A Phenotype-driven COVID-19 Knowledge Graph from Biomedical Literature Drives Hypothesis Generation
Since December 2019, the scientific community has experienced a literature explosion regarding the novel coronavirus originating in Wuhan, China. As such, it has become increasingly difficult for researchers in the field to stay informed about novel developments in the published corpus.

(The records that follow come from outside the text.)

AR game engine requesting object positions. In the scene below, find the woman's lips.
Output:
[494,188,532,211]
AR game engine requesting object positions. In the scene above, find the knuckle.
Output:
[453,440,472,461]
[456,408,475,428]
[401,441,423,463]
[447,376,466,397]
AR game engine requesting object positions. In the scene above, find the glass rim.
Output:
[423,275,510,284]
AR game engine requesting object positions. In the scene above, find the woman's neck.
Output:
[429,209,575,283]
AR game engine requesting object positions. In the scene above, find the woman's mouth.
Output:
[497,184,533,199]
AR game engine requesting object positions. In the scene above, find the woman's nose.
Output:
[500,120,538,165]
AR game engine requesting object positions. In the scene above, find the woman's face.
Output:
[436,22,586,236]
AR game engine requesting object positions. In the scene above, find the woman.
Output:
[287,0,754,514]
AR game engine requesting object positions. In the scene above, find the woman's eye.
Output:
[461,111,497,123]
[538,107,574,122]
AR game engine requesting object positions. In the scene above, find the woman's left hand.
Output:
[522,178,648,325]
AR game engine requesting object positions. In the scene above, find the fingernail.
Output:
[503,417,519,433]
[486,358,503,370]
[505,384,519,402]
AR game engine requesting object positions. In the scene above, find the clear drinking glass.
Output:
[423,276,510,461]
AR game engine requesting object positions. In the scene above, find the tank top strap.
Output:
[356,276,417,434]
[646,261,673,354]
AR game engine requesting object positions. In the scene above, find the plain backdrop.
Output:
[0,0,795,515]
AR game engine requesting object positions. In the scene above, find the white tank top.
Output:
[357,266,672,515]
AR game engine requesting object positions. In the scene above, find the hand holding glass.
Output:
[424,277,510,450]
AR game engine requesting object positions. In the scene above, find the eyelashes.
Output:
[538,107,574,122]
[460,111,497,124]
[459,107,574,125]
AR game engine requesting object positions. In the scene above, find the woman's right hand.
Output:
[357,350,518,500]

To address this problem and aid researchers in collecting, analyzing, and organizing the vast amount of information, we have created a knowledge graph (KG) cataloguing the relationships found between entities as evidenced by papers in the COVID-19 Open Research Dataset (CORD-19). We trained an embedding model to apply the KG to subsequent tasks such as predicting new treatments, symptoms, and risk factors for COVID-19. The embedding model obtained a classification accuracy over 70% classification accuracy with hits@10 at 0.61 and 0.18 depending on the expansiveness of the KG. Furthermore, an interactive web application was created and allows researchers to explore the KG and form novel questions. In conclusion, our KG compiles and extracts COVID-19 information useful to developing diagnostics and treatments. The web application is available at http://covid19nlp.wglab.org:3001/.
Comments
Triples
Are triples the convention for this kind of NLP and analysis? Would adding a fourth term as a metathesaurus concept or semantic network relation (eg A or B <verb> C, A <verb 1 or 2> affects B) be possible or useful? This work is extremely timely and presented very well!
Great Job!
Hi Ryan, congratulations on this very interesting project. I really liked how your research is interactive and very visual. I was curious though, how was the learning curve for developing the natural language processing? Were there any libraries or computational techniques you had to learn specifically for this research?